MySQL Query Optimization + Forgetting To Run EXPLAIN = Full Table Scan
Yesterday, while editing some ColdFusion code for this blog, I had a face-palm moment: I came across a query - the "recent comments" query on the homepage - that was almost certainly performing a full table scan of comments. At first glance, I thought I must have forgotten to check the performance characters of the SQL query with EXPLAIN
. But, as I began to tweak the SQL query, I realized what happened: an earlier version of the query was using indexes; but then, I made a small change that completely altered MySQL's query execution. I love how clever the MySQL query optimizer is sometimes; so, I thought this might be worth a closer look.

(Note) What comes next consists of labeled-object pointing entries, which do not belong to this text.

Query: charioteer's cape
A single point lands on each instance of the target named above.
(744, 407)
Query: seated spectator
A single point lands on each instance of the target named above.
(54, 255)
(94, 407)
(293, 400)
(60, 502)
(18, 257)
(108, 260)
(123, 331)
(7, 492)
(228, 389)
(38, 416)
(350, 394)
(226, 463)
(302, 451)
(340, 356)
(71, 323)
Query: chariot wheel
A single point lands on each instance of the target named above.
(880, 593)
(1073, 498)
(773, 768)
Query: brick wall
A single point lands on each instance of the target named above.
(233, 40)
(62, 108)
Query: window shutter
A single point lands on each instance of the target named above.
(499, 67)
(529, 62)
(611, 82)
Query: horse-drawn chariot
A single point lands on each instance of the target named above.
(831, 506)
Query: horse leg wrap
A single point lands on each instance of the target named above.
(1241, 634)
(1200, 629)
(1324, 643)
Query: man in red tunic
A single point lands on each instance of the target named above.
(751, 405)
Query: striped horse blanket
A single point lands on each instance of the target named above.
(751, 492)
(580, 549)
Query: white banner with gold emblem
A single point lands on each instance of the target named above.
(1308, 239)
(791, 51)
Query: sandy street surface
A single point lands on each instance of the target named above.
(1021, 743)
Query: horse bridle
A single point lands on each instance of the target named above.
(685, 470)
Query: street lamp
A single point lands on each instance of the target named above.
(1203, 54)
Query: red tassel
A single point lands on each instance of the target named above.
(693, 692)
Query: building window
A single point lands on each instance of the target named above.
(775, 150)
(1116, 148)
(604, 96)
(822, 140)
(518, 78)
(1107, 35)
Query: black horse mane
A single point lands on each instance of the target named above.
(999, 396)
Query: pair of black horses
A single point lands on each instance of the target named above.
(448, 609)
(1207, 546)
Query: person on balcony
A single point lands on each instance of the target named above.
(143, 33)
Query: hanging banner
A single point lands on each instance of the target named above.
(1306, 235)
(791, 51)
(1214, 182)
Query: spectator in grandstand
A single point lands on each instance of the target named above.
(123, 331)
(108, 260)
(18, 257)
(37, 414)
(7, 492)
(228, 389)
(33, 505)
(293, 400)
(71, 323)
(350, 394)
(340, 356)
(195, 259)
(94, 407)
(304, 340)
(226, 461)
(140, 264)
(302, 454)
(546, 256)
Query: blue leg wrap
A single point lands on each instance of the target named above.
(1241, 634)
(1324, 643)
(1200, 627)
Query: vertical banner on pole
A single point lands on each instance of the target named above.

If you go to the homepage of this blog, you'll see a "Recently Posted Comments" section that shows the 10 most recent comments along with the "member" that posted the comment and the "entry" on which the comment was posted. This data is gathered across three tables:
blog_comment
blog_entry
member
While there is nothing of particular surprise in the blog_comment
and member
tables, the blog_entry
table has an isActive
boolean. This boolean allows me to take blog posts offline without actually deleting them. But, when I first authored this query, I suspect that I had forgotten about the isActive
check and left it out.
Let's take a quick look at that incomplete query first so that we can see exactly where I messed up. Here's a truncated version of the SQL query without the isActive
check (SELECT
statement is truncated because it's not relevant to the conversation):
SELECT
/* ... truncated ... */
FROM
blog_comment c
INNER JOIN
blog_entry b
ON
b.id = c.blogEntryID
INNER JOIN
member m
ON
m.id = c.memberID
ORDER BY
c.id DESC
LIMIT
10
As you can see, it's a relatively straightforward SQL query. I'm defining the JOIN
conditions using best practices: data that I have is on the right, data that I need is on the left. Then I'm using ORDER BY id DESC
in lieu of date-based sorting in order to get the most recent comments.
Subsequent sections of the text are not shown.